My X-trail 2006 St-S 40Th Anniversary comes with the reverse sensor with the distance display panel on the back. So when the car reverses, I can hear the "beep" and a number also displays on the panel which I can know the distance. But it was damaged by an accident and the repairer can only get the reverse sensor without the display function for me, which means I can only hear the "beep". My wife really needs the display function, but the repairer said the later X-trail reverse sensor comes without the display function and he is not able to find this kind of reverse sensor for me. Is that truth? Can anybody let me know where I can get this reverse sensor with display function? I am in Melbourne.

Thanks:waving:


----------



## aussietrail (Sep 24, 2004)

Hi Mate,

You can get any aftermarket reverse sensor system from eBay and other auto shops that will work with the xtrail. The one I bought had wireless sensors, so there was no need to run any wires between the sensor unit and the display unit on the dash. It still work perfectly well 5 years after fitting it and it cost $85 bucks or so, which is a fraction of the cost of the genuine Nissan reverse parking system.


----------



## RiverStone (Mar 18, 2011)

Thanks Jalal,

Yes, I found that kind of bluetooth wireless reverse sensor system is not expensive on ebay, but it seems cost much more if you have it installed. Do you have any idea of the cost if I ask auto shop to fit it on X-trail?

Best regards,

Tao


----------



## aussietrail (Sep 24, 2004)

I had my local auto electrician fit it for me for $90 bucks (including the removal of the rear bumper and drilling the holes to fit 4 sensors)


----------



## RiverStone (Mar 18, 2011)

Hi Jalal,

So where do you put the box in your car?

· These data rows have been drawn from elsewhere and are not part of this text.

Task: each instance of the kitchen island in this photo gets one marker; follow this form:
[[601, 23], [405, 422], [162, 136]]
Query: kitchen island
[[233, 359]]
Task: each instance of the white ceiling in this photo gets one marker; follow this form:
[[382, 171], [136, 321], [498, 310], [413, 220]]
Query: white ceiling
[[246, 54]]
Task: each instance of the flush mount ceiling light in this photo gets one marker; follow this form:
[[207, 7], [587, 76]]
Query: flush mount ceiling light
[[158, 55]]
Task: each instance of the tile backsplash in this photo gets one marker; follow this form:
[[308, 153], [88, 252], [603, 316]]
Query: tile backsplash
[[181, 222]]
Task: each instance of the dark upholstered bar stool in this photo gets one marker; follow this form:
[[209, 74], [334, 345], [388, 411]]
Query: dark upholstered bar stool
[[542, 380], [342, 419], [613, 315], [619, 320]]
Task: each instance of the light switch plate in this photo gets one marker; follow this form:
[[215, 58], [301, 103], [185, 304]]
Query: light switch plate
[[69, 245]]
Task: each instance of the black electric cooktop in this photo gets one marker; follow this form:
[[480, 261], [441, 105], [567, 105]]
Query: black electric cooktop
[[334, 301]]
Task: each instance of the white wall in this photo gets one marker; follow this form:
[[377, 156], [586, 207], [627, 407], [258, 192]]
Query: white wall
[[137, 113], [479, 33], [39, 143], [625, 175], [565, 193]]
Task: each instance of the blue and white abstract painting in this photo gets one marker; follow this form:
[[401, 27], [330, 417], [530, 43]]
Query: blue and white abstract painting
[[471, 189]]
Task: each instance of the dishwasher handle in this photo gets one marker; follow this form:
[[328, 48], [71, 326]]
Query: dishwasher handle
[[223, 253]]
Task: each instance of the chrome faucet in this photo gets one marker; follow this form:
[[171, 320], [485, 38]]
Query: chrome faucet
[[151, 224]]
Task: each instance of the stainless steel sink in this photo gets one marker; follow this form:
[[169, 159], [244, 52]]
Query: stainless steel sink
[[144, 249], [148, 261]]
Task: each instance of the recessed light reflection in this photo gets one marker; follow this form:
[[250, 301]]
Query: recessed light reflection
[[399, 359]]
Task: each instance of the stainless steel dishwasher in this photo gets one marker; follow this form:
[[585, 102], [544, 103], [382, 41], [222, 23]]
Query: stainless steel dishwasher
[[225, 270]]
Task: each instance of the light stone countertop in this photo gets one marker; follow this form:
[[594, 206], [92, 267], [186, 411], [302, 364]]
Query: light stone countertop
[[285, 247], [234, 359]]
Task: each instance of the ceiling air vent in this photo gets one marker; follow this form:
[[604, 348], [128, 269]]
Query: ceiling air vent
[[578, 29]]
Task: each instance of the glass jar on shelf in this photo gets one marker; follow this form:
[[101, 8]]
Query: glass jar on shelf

The box has 4 or 5 sockets where 4 sensors connect to via wires. I think the wireless only means there is no wire on the display panel. 

Regards,

Tao


----------



## aussietrail (Sep 24, 2004)

The box is located on the right side of the boot area under one of the foam compartments and there are no wires going to the display panel.


----------



## RiverStone (Mar 18, 2011)

Thanks Jalal so much.


----------